Before becoming Flo Ziegfeld’s second great entrepreneurial project (after strongman Eugene Sandow) the Polish-born Anna Held (1872-1918) was a star of the Parisian variety stage. Ziegfeld discovered her there in 1896 and brought her back to the states, where together they made millions of dollars on Broadway. Their most famous publicity stunt had Held taking frightfully decadent baths in in tubs full of milk carted in daily from a local dairy. Her pregnancy in 1908 kept her out of the first Follies (the format of which she is said to have suggested) and then caused Ziegfeld to dump her in favor of Lilliane Lorraine. Whereupon she went back to vaudeville, touring the U.S. and France throughout WWI. She died of cancer in 1918. The moral? Milk gives you cancer.

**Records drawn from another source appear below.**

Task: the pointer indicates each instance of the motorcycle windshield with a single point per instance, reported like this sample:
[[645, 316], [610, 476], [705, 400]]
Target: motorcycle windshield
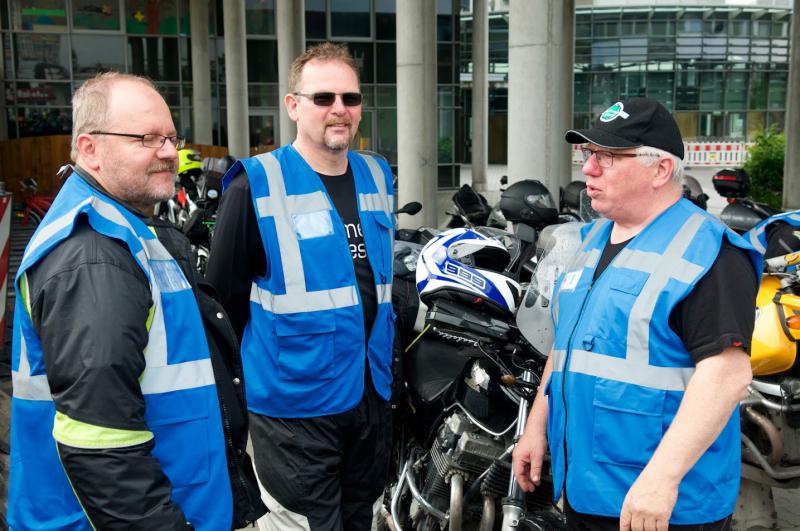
[[556, 247]]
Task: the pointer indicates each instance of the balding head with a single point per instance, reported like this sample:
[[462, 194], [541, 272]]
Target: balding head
[[91, 104]]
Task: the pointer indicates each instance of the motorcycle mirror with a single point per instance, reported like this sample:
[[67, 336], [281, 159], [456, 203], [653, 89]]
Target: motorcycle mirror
[[411, 208]]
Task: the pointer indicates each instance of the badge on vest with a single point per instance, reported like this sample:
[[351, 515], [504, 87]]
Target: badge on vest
[[168, 276], [313, 224], [571, 280]]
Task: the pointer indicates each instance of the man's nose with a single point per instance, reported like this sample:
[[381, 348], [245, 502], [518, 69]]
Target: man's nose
[[591, 167]]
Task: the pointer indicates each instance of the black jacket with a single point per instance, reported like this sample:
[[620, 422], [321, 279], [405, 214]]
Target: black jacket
[[89, 305]]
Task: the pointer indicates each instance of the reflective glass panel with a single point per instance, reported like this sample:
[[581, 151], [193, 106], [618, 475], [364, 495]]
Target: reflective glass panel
[[41, 56], [93, 54], [363, 55], [95, 15], [42, 94], [44, 121], [158, 17], [154, 57], [350, 18], [385, 20], [315, 19], [736, 90], [259, 17], [386, 63], [262, 61], [263, 95], [39, 15]]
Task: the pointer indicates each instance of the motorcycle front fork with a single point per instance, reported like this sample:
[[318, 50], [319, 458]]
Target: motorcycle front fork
[[514, 503]]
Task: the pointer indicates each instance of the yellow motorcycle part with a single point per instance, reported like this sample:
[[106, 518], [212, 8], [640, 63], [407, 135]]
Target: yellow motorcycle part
[[774, 347]]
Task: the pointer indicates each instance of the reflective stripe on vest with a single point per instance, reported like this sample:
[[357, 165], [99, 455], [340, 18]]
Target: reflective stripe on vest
[[158, 376], [757, 235], [280, 207], [635, 367]]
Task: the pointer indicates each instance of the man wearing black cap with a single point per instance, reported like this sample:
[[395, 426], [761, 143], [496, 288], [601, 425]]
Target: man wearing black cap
[[653, 324]]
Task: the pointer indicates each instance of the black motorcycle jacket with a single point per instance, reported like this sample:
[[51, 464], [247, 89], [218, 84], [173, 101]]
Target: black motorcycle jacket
[[125, 488]]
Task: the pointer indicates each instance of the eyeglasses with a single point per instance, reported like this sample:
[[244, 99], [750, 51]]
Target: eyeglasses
[[604, 158], [326, 99], [149, 140]]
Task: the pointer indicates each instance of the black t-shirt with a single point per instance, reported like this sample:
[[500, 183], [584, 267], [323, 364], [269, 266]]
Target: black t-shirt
[[237, 253], [342, 189], [712, 317]]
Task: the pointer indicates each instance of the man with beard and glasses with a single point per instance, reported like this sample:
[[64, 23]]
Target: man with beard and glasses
[[126, 411], [302, 260]]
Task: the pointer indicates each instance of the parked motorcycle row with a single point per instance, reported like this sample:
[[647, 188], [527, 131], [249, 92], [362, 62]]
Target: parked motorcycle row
[[474, 331], [193, 209]]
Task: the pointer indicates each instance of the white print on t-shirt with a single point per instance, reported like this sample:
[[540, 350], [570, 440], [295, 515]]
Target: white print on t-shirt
[[356, 240]]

Here’s some rare film footage of Anna Held in action: http://footage.framepool.com/en/shot/725177998-anna-held-drunken-slapstick-champagne-glass
In the movie Ziegfeld: The Man and His Women, Held is played by Barbara Parkins, best known as the lead in Valley of the Dolls who was neither Patty Duke nor Sharon Tate. In the film she sings “I Just Can’t Make My Eyes Behave”. As usual in nearly every Hollywood period film I’ve ever seen, the costumes are wildly inaccurate, anachronistic, preposterous. But I wouldn’t change a thing! And of course, I’m sure you know the more famous portrayal, that of Luise Rainer in The Great Ziegfeld (1936).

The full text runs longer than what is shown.